Ocorreu o que é conhecido no meio como "estouro de urna". Em razão disso, o juiz Marcos Braga Salgado Martins, titular do 1º juizado da 3ª Vara do Júri, precisou dissolver o conselho e adiar o julgamento. O juiz informou que tentou dividir previamente o processo, julgando, nesta quinta-feira, somente os quatro réus que estão presos — e deixando de fora um deles, que está foragido. No entanto, não houve concordância por parte da defesa.
Após o estouro da urna, foi definida uma nova data para o julgamento, que deve se estender por até dois dias.
— Também tentei marcar a data para antes, mas como são muitos advogados, alguns já têm plenários de réus presos, e a data que conseguimos mais próxima foi 23 de novembro. Até verifiquei se não seria o caso de cindir para evitar novamente a mesma situação, mas como não teve o acordo das defesas, e manifestaram o interesse em julgamento conjunto, eu optei por manter novamente os cinco réus no dia 23, onde vamos ver se conseguimos um número maior de jurados para realizar com sucesso o julgamento — afirmou Martins.
Segundo o juiz, chegou a ser realizado sorteio suplementar para que houvesse o mínimo de 25 possíveis jurados na sessão desta quinta-feira. A Justiça ainda vai avaliar qual o motivo apresentado por aqueles que não comparecerem.
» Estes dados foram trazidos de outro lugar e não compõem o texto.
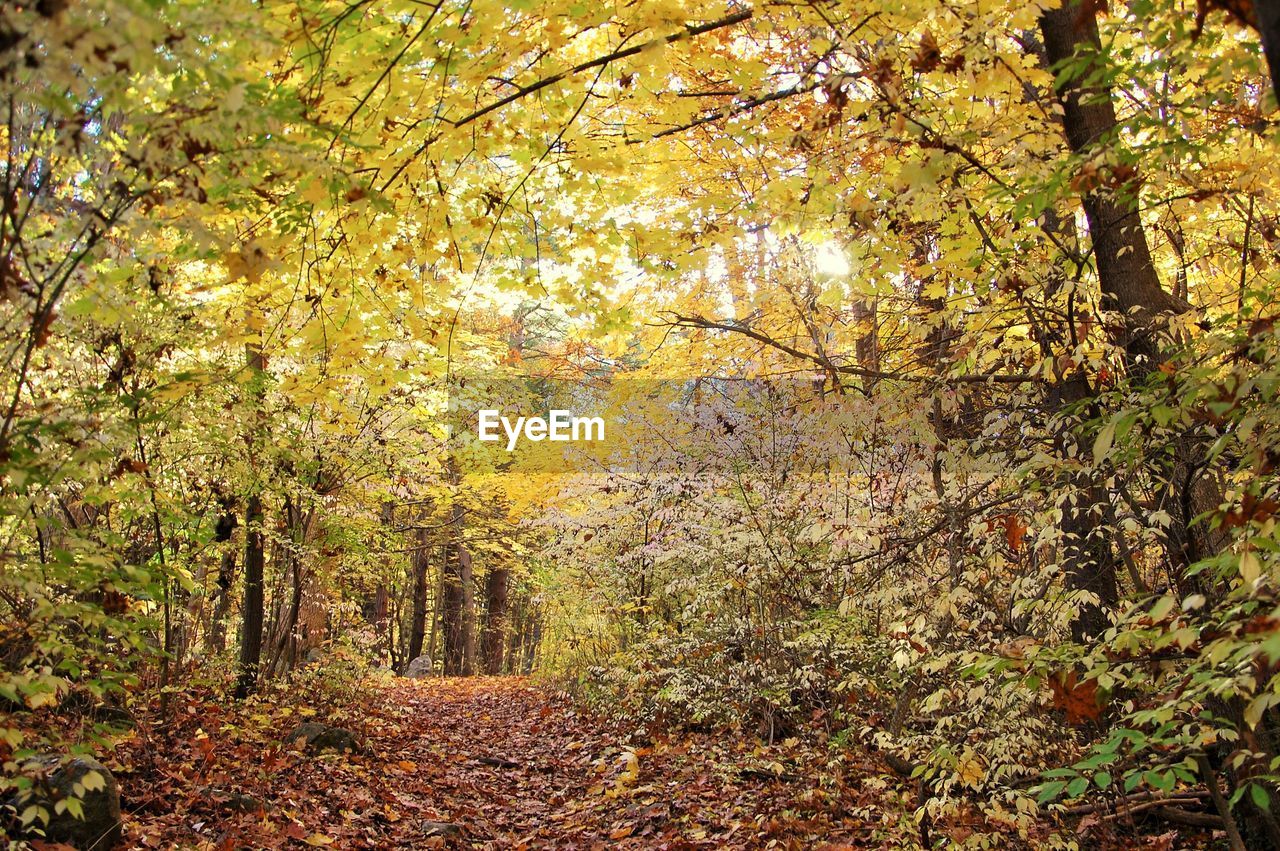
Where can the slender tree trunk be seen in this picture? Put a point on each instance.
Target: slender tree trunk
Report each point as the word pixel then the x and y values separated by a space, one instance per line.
pixel 466 575
pixel 251 626
pixel 452 622
pixel 420 563
pixel 255 557
pixel 494 620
— Nós esperávamos que tivesse o número mínimo, mas algumas pessoas não compareceram. Normalmente, quando fazemos o sorteio no mês anterior, vamos fazendo esse filtro, para dispensar aqueles que realmente comprovem que não podem comparecer. Tem que justificar o motivo do não comparecimento, inclusive, se for injustificado pode receber multa — explicou o magistrado.
O crime
Na noite de 23 de setembro de 2018, a família partiu em um veículo da frente do salão onde era realizada a festa de aniversário de um ano da criança. O pai, Douglas Araújo da Silva, 29 anos, a mãe, Sabrine Panes Rodrigues, 24, e a menina Alice Beatriz Rodrigues foram executados a tiros logo depois.
Os réus
Serão julgados Maycon Azevedo da Silva, o Dime, 28 anos, Nicolas Teixeira da Rosa, o Ovelha, 28, Anderson Boeira Barreto, o Boquinha, 31, Michel Renan Bragé de Oliveira, o Bragé, 26, e Leandro Martins Machado, o Mandy, 33. Este último está foragido.
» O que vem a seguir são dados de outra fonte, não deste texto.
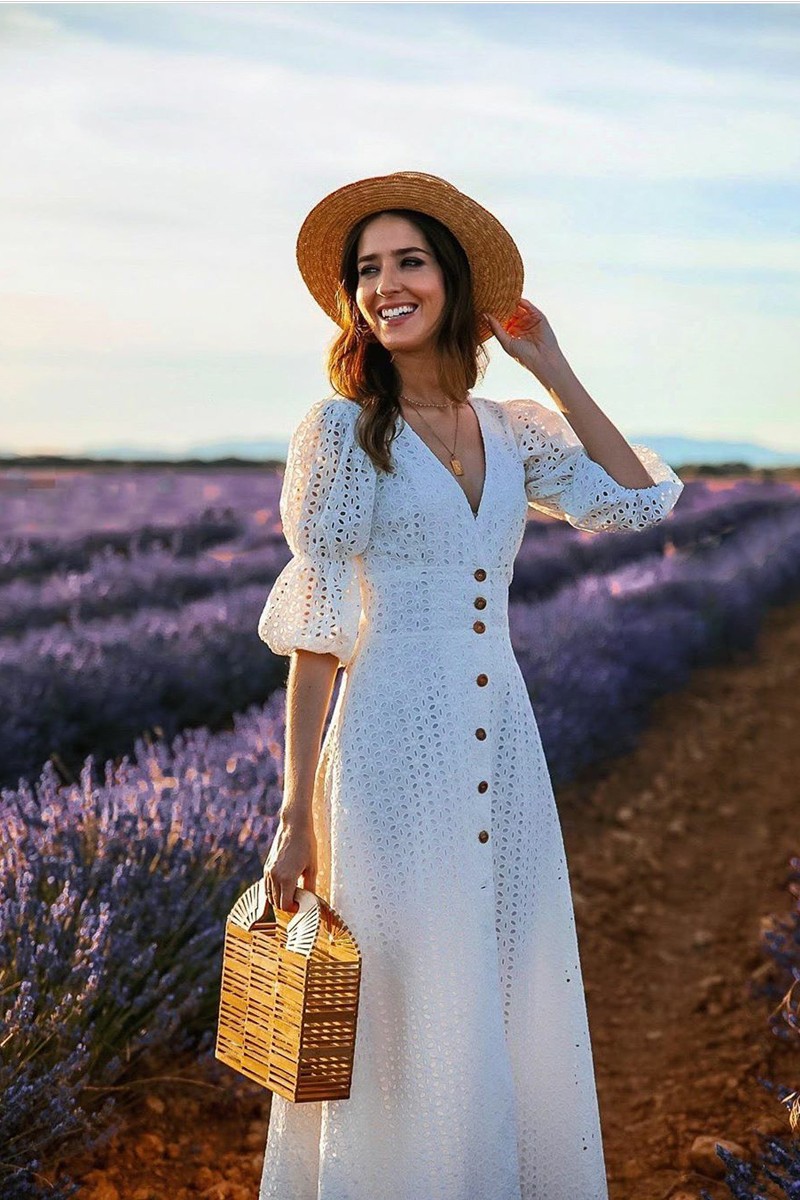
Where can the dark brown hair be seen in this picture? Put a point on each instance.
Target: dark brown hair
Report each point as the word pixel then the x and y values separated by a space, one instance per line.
pixel 360 369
Ainda há um sexto réu, que está preso e responde em outro processo, sem previsão de julgamento. Émerson Alex dos Santos Vieira, o Romarinho, 33 anos, é apontado como o responsável por ordenar o crime.
Os cinco serão julgados por três homicídios triplamente qualificados e associação criminosa. Pela morte da criança ainda há possível aumento de pena, em caso de condenação, por se tratar de menor de 14 anos.
A acusação
Segundo a acusação, Michel Renan, Maycon e Anderson teriam planejado o crime com os comparsas e ido até o local da festa da criança, armados. Após perseguição, teriam sido os responsáveis por atirar contra o carro onde estavam os pais e a bebê.
Nicolas é apontado como o responsável por fornecer e dirigir um dos veículos durante a execução. Leandro teria vigiado as vítimas durante a festa e alertado os demais sobre a saída delas — ele permanece foragido. Os outros quatro estão presos na Penitenciária Estadual do Jacuí e na Penitenciária Modulada Estadual de Charqueadas.
Contrapontos
O que diz a defesa de Anderson Boeira Barreto
A defesa sustentou à Justiça a ausência de provas da autoria dos crimes. Pediu, com base nisso, a absolvição sumária ou impronúncia. Também pediu afastamento das qualificadoras e a concessão do réu ao direito de apelar em liberdade. Quando interrogado, Anderson negou envolvimento. A Defensoria Pública do Estado, que representa o réu, informou que irá se manifestar somente no plenário do júri.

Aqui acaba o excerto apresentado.